= Davy Francis =

Northern Irish cartoonist

Davy Francis (born 14 March 1958) is a cartoonist from Belfast, Northern Ireland.

As a child he drew comics influenced by The Beano and sold them to his family for an old penny each. He contributed to various Northern Ireland-based comics, including his own Tsst! and Gripping Tales, and the anthology Ximoc, for which he created "Loose Chippings", "The Crazy Crew of the Saucy Sue", and "Ciderman". Ciderman also appeared in Francis' own zine Funny Ha-Ha, and a one-off drawn by Seán Doran. He also contributed to the local anthology Blast, which he edited an issue of.

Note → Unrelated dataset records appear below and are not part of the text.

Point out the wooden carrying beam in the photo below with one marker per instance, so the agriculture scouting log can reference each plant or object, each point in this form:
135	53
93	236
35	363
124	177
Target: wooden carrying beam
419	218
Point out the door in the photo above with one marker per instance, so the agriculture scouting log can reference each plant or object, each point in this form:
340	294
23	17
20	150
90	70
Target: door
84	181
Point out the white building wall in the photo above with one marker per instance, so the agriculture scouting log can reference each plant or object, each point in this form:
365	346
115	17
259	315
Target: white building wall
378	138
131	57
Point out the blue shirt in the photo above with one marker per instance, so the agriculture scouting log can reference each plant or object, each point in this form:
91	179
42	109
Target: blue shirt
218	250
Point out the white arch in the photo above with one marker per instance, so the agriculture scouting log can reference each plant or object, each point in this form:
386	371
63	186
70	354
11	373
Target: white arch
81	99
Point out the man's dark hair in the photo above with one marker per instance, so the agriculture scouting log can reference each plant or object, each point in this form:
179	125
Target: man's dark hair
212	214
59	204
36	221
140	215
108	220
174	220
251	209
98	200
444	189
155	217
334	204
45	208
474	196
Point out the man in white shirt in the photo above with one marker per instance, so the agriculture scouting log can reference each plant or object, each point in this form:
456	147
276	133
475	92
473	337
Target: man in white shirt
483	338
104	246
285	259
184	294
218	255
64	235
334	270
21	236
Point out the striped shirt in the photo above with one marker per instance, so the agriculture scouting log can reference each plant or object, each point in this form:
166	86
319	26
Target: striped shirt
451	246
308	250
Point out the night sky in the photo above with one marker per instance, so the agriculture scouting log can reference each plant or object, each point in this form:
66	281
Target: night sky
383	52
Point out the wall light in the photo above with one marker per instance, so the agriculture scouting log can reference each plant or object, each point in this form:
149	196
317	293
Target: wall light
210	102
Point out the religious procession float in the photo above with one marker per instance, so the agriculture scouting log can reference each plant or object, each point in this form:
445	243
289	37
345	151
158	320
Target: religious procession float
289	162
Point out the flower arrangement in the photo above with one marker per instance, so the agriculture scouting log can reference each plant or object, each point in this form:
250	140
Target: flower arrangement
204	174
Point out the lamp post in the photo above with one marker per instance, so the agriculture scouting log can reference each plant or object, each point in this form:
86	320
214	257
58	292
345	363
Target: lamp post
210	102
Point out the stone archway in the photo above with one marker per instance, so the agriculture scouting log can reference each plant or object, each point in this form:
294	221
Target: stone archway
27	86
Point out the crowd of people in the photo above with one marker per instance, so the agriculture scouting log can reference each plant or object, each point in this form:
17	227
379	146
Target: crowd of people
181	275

IPC head Bob Paynter gave him some pages to draw in Monster Fun, which led to work for Oink! (1986–88) for which he drew "Cowpat County" and "Greedy Gorb". Other titles he drew for included adult humour comics UT, Brain Damage, Electric Soup and Gas, Ray Zone's The 3-D Zone, and feminist magazine Spare Rib. He wrote the strip "Anger", drawn by Jeremy Banx, in Knockabout Comics' Seven Deadly Sins, co-wrote a "Future Shock" for 2000 AD, and drew for Paradox Press' The Big Book of Urban Legends. In 1993 he drew the first issue of Malachy Coney's Belfast-set series for Fantagraphics Books, Holy Cross.

He lives in Belfast with his wife and daughter, and concentrates on live caricature work. In recent years he has returned to comics, contributing to the Irish comic Sancho in 2006.